For them it was a trickle. They spent their time with members of their own cohort. The revolution occurring below did not echo in their souls. It won no converts among their friends, nor even among their rivals. The new values remained the preserve of weirdos and extremists. Not so for the rising generation!
The rising cohort has many reasons to thirst for new ideas. Old orthodoxies, designed to solve the problems of a past age, will have difficulty explaining crises in the new one. These events will be formative for the new generation; a group of insurgents who can explain these formative events in terms of their own program will win converts to the cause.[...][my emphasis]
Be deliberate
What I’m saying is that you should choose your debating partners consciously. When you do this, you are also making choices about what you fill your mind with and how to spend your time, and those choices have real consequences.
Think long-term. You are imagining a new world. That is neither easily nor quickly done. Work on building the tools, trade skills, prototypes and scientific insight that will be needed to solve this greatest of all problems. Work on building the institutions that will house and share them with those seeking guidance when you are not there to help.
Speak to the young with enthusiasm. They are unburdened by orthodox thinking. They are waiting to surprise you.
In the end, other people are most likely to be persuaded by the quiet example you set. Keep telling your story to those who are ready to hear it. Don’t worry about the others.

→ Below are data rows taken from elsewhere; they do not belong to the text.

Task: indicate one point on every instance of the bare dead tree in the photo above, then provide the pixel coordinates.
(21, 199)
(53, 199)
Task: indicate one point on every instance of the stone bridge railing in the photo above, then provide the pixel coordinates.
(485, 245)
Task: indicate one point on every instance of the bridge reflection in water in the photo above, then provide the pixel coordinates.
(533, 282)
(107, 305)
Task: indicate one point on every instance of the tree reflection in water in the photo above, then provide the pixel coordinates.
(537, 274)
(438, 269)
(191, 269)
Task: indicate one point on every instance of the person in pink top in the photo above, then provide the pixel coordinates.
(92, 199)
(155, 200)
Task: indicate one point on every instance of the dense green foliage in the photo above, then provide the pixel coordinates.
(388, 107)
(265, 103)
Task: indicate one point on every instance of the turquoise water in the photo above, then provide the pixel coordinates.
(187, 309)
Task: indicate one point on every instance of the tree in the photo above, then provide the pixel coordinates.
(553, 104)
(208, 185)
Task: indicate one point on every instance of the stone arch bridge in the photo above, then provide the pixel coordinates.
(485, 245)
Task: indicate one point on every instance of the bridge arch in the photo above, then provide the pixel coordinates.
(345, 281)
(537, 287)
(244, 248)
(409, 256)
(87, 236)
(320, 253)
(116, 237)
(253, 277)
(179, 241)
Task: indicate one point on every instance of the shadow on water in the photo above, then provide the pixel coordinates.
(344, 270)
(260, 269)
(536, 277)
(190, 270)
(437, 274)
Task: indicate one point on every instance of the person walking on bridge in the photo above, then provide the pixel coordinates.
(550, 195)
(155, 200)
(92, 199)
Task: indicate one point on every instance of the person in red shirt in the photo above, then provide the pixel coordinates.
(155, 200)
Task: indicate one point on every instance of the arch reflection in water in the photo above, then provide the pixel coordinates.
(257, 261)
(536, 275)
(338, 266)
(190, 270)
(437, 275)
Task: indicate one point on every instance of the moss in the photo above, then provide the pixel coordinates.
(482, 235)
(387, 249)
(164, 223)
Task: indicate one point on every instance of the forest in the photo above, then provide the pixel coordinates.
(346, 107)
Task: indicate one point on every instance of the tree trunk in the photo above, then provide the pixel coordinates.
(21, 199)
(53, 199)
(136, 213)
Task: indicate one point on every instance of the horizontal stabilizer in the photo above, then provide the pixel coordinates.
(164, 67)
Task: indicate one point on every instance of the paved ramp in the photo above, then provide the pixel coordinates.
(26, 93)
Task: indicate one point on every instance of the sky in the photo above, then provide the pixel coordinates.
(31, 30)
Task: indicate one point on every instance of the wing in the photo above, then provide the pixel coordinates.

And when you feel hopeless, take heart. There is enough meaningful work to do in this crisis to keep you constructively and even happily busy for many lifetimes without you ever needing to be saddened or discouraged by endless, pointless debates devoid of insight. Find your people. They are all around you.
The question you should ask and answer is, “what is my role in this emergency?” Do you want to be the proverbial (or literal!) firefighter dealing with the crisis as it unfolds? The designer trying to build systems so that it doesn’t worsen? The scientist working on lasting solutions? Or do you want to be the grief counselor who provides a punching bag to the distraught who are only now realizing what they’ve lost? All of these are important roles.